Point of View
Two Storylines, Plus First-Person Narrative Bookends
Raise your hand if you thought Spider-Man was going to be narrated by Peter Parker.
We can see why you'd think that. Peter starts the film off with a chunk of narration that explains that his story, which we're about to see, is extraordinary and all about a girl. Then we get zero narration for the next 99 minutes or so, not until another block of voice-over narration from Pete at the very end of the film explains why he had to banish M.J. to the friend zone.
Aside from these spoken, first-person narrative bookends, Spider-Man's story unfolds in a straight-ahead manner. Our A plot focuses on the trials and tribulations of Peter Parker, recent spider-bite victim. Our B plot centers on deposed Oscorp founder Norman Osborn, who's suffering some nasty side effects from his company's performance enhancing drug. Eventually, Peter's and Norman's two stories begin crisscrossing as their superpowered alter egos clash time and time again.

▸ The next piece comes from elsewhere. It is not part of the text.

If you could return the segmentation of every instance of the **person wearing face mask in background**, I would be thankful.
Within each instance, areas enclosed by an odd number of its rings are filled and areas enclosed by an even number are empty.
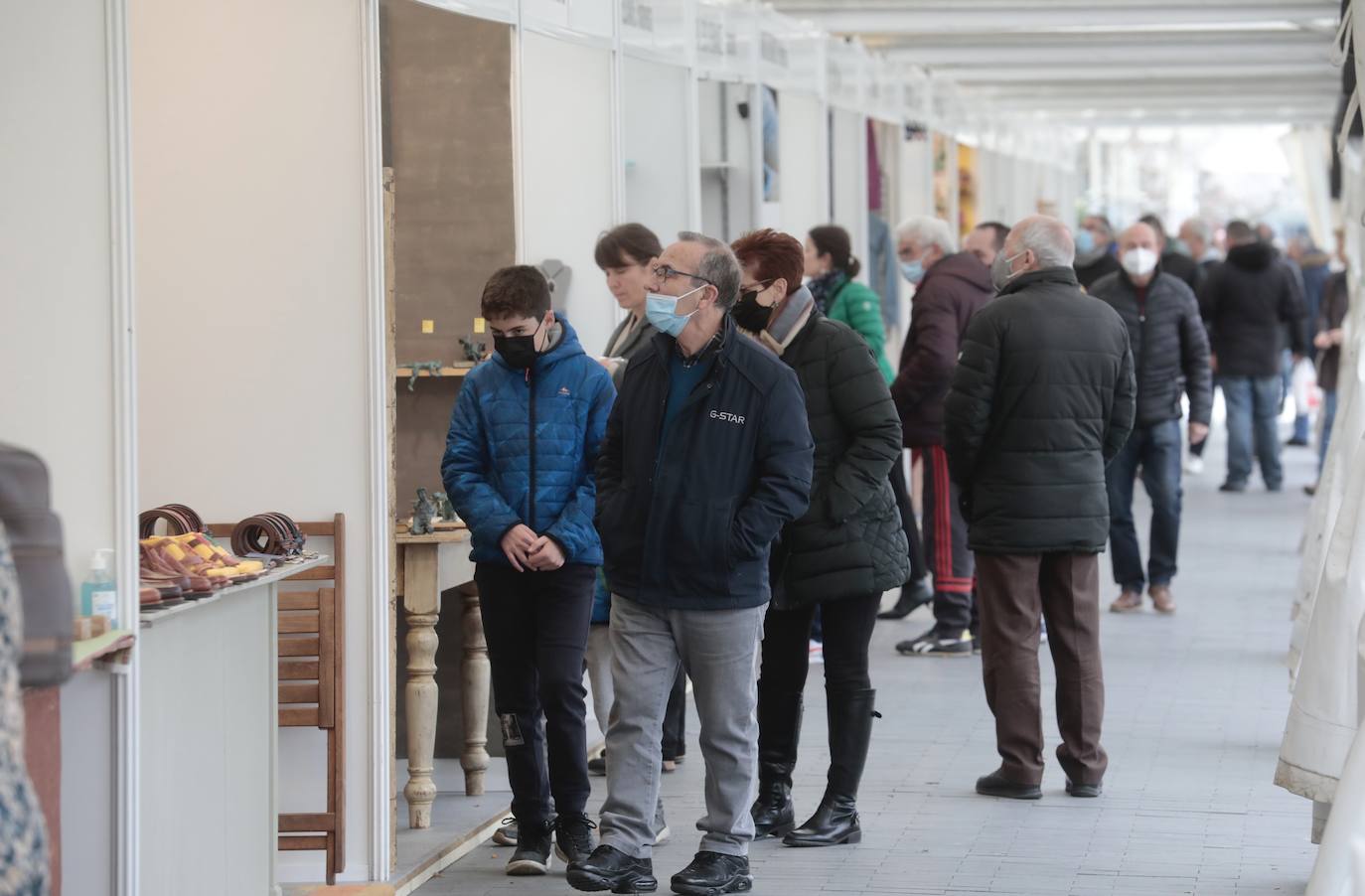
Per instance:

From a storytelling standpoint, however, the convergence of the A and B plots feels more like the B plot comes crashing into the A plot on a stolen military-grade glider than a real narrative merger. Given the Green Goblin's penchant for party-crashing (see the World Unity Festival) and for making a dramatic entrance (see the Daily Bugle and Aunt May's bedroom), that seems fitting.
Given that the film is Spider-Man's origin story and it's called Spider-Man, it also seems appropriate that the main storyline belongs to Peter from beginning to end, narrated or not.